Вот это перекликается с ее детскими фото больше. Вот эта Москва родней, знакомее. Мишель всю голову себе откручивает, пытаясь насмотреться на эти дома, на улицы… На храмы.
Лисицын на каждую церковь крестится. У многих толпятся люди — не замызганные несчастные обитатели подмосковных заброшенных городишек, а приодетые осанистые граждане. Выходят из храмов, крестятся и кланяются… Мишель вспоминает слова Лисицына — что колокола звонят. Жаль, что ей этот звон не слышно.
Чем дальше едут, тем больше народу на улицах: настоящие гуляния. Может быть, сегодня воскресенье? И совершенно непохоже, чтобы тут было военное положение. Все эти люди не знают о том, что клубится на самых подступах к Москве. А тут до ада ведь всего десяток-другой километров!
Поворачивают куда-то, и Мишель уже сама, без подсказки, каким-то образом знает, что это — Садовое кольцо.

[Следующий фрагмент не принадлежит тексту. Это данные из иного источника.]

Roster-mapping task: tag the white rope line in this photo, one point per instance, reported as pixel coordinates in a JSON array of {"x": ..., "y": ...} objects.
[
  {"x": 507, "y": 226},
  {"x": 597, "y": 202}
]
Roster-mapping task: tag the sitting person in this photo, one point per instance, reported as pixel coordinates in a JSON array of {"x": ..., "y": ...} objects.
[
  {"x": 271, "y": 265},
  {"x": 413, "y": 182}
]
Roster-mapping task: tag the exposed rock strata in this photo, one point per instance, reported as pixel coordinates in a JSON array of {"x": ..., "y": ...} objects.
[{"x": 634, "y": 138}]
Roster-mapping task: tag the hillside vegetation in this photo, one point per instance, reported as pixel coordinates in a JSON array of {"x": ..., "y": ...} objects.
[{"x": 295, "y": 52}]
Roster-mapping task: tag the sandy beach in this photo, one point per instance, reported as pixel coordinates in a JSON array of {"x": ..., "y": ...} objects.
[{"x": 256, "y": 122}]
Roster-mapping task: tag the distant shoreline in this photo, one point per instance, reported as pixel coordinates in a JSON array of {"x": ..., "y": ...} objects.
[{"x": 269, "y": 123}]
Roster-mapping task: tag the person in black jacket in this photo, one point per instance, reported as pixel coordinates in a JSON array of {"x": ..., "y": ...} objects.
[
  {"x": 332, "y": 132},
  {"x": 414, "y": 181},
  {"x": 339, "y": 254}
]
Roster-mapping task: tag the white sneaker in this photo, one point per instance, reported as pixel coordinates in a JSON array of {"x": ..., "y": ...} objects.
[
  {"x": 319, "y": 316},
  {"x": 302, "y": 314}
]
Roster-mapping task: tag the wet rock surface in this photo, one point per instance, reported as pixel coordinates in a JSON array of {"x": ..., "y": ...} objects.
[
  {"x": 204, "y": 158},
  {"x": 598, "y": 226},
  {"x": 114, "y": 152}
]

Оно празднично убрано, оно восхитительно красиво — полощутся флаги и знамена, над проулками растянуты ленты и гирлянды, портреты царя со сторублевок тут и там выписаны в цвете и на плакатах напечатаны. Только почему-то царь тут с нимбом, как на бабкиных иконах.
Машина останавливается. Водитель выскакивает из машины, открывает Лисицыну, а Баласанян выпускает Мишель, галантно подав ей руку. Она спрыгивает в мокрый снег — он помогает ей перебраться на расчищенный тротуар. Мишель полной грудью вдыхает — чудной, чуть с привкусом гари, и все равно удивительно легкий морозный воздух.
Дом.
Она дома — вот что она чувствует.
Не это сон, сон — все, что было с ней до сегодняшнего дня, все ее однообразное до тошноты существование в Ярославле на Посту, где не то что день ото дня не отличишь — а год от года, где ни единой живой эмоции она не прожила. Но это спячка была, наверное. Это было вызревание ее куколкой, которая там, в затхлости и унынии, никогда бы и не смогла превратиться в бабочку. Там Мишель так и осталась бы человеческой личинкой, не раскрыв того, для чего родилась.